Foi à polícia dar queixa. Chegando lá foi reconhecido pelo agente plantonista que o vira batendo nos dois moleques uns dias antes.

- Se deu mal, hein, boca boa. Logo no Natal. Vai dar um prejuízo. E ano novo já viu, né: tem que pagar os impostos e as dívidas do ano passado estão acumuladas. Não sei porque todo mundo fica feliz nessa época do ano. Só tem desgraça. – disse o agente

- Eu gosto do Natal, porque as pessoas ficam felizes. Mas este meu Natal está péssimo. Minha mulher brigou comigo e agora esses pivetes amassaram o meu carro.

- Quanto à sua mulher, não posso fazer nada, amigo. Quem sabe você não arruma uma esposa nova pro ano novo? Com relação aos garotos, você quem sabe: ou deixa no elas por elas, em panos quentes, ou terá que responder por agressão a dois menores. Tá ligado?

- Porra cara, ainda essa? Só me dei mal neste Natal.

- Não é uma questão de ser Natal ou qualquer outra época. Se você for um cara sacana, as pessoas serão sacanas com você. A felicidade do Natal é uma coisa artificial. As pessoas se dão presentes e fingem que gostam uma das outras, e fingem que se preocupam com os problemas dos outros, só durante uma única época do ano. O resto do ano inteiro ninguém presta. É briga, é assalto, é filho matando pai, é mulher matando marido, é patrão humilhando empregado. No Natal todo mundo esquece de tudo, é muita fantasia.

- Mas a minha mulher não me perdoou, nem no Natal!!! E eu comprei um presente lindo pra ela.

- Que bom. As pessoas não devem ser compradas. Se você pode comprar alguém no Natal, então só existe hipocrisia. Mas eu não tenho nada a ver com esse seu probleminha conjugal. Eu estou pensando seriamente em buscar aqueles garotos e pedir o depoimento deles sobre a sua agressão. Vai te dar uma boa dor de cabeça, vai precisar de advogado e tem que comparecer às audiências. Mas se você me der uma ajudinha, digamos que eu terei compaixão por você, e a polícia esquece que você bateu nas crianças. Ficamos todos felizes. É o espírito do Natal.

Fabrício deu o suborno ao policial, irritado, porém sem argumentos, e seguiu para ver como andavam os negócios.

Chegando à loja de produtos infantis localizada em uma região nobre da cidade, respirou aliviado.

- Pelo menos aqui eu tenho um pouco de felicidade no Natal. A loja está movimentada e o caixa está cheio.

Mas Fabrício foi olhando em volta aquilo tudo e duas coisas chamaram atenção: seus funcionários suados por usarem tocas de Natal como o frentista do posto de gasolina, e pessoas desesperadas pedindo descontos, promoções e financiamentos. Não gostou daquilo. Viu que a sua própria felicidade dependia da desgraça dos outros: homens e mulheres trabalhando em péssimas condições por uma esmola que ele pagava; e pais de família contraindo dívidas enormes para comprarem a alegria e o carinho de seus filhos em mais um Natal.

Colocou-se no lugar dos desesperados, por um tempo. Refletiu sobre as crueldades que fez com empregados, meninos de rua e sua esposa.
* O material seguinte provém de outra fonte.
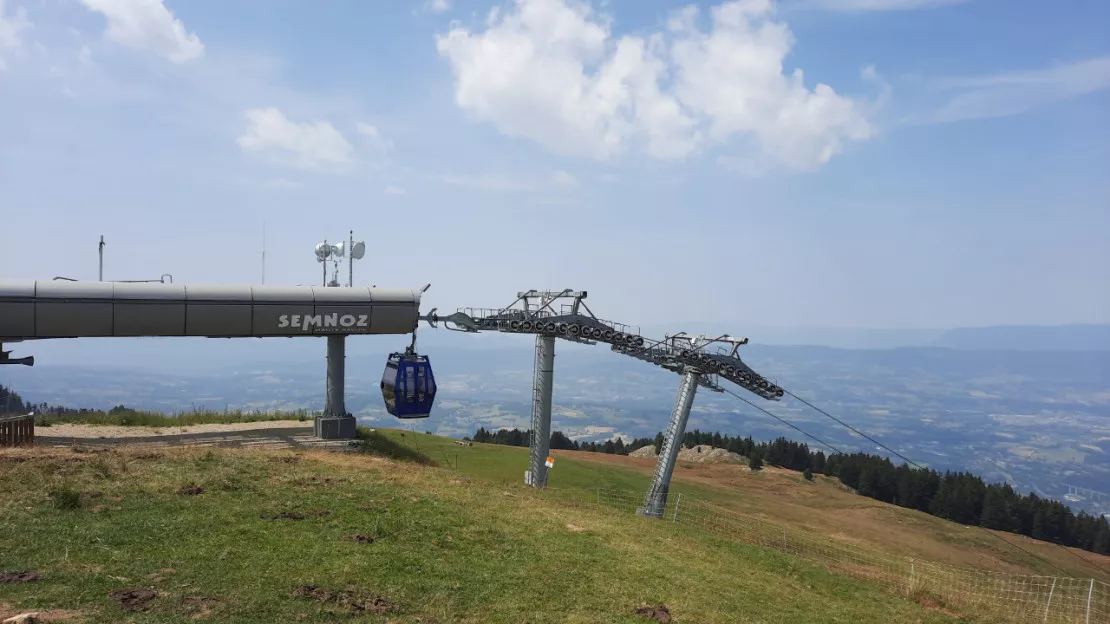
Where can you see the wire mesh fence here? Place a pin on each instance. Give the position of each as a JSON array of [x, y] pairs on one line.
[[1017, 597]]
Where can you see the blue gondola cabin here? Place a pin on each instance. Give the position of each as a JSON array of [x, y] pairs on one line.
[[409, 385]]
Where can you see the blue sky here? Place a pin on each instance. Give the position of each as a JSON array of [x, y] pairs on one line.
[[935, 163]]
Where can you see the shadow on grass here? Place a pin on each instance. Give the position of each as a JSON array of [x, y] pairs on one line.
[[375, 443]]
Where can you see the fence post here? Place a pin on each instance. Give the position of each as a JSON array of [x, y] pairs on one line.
[[1049, 599], [1089, 593]]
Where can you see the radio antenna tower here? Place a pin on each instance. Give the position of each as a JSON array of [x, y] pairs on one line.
[[263, 252]]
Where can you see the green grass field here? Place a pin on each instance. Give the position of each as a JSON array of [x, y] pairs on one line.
[[506, 464], [450, 545]]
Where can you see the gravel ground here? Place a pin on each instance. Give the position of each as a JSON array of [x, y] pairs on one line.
[[94, 431]]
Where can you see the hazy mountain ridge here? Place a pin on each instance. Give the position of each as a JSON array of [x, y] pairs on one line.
[[1029, 338], [1033, 419]]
Pensou sobre tudo e mandou escrever na porta da loja:

- Obrigado senhores clientes. Quando vocês compram presentes aqui, vocês me dão lucro, e o meu lucro gera empregos. Então faça muitas pessoas felizes neste Natal, façam-me rico e garantam pelo menos o emprego dos meus funcionários. O resto é conversa fiada!

Chamou a mais bonita de suas funcionárias, deu a ela o presente destinado à esposa, e chamou a garota para sair. Fechou as contas da loja, pagou aos funcionários, pediu desculpas pelo gorrinho quente na cabeça (prometeu que no próximo ano não haveria aquilo novamente) e, saindo de mãos dadas com a bela vendedora, disse:

- Feliz Natal e próspero Ano Novo para todos!!!!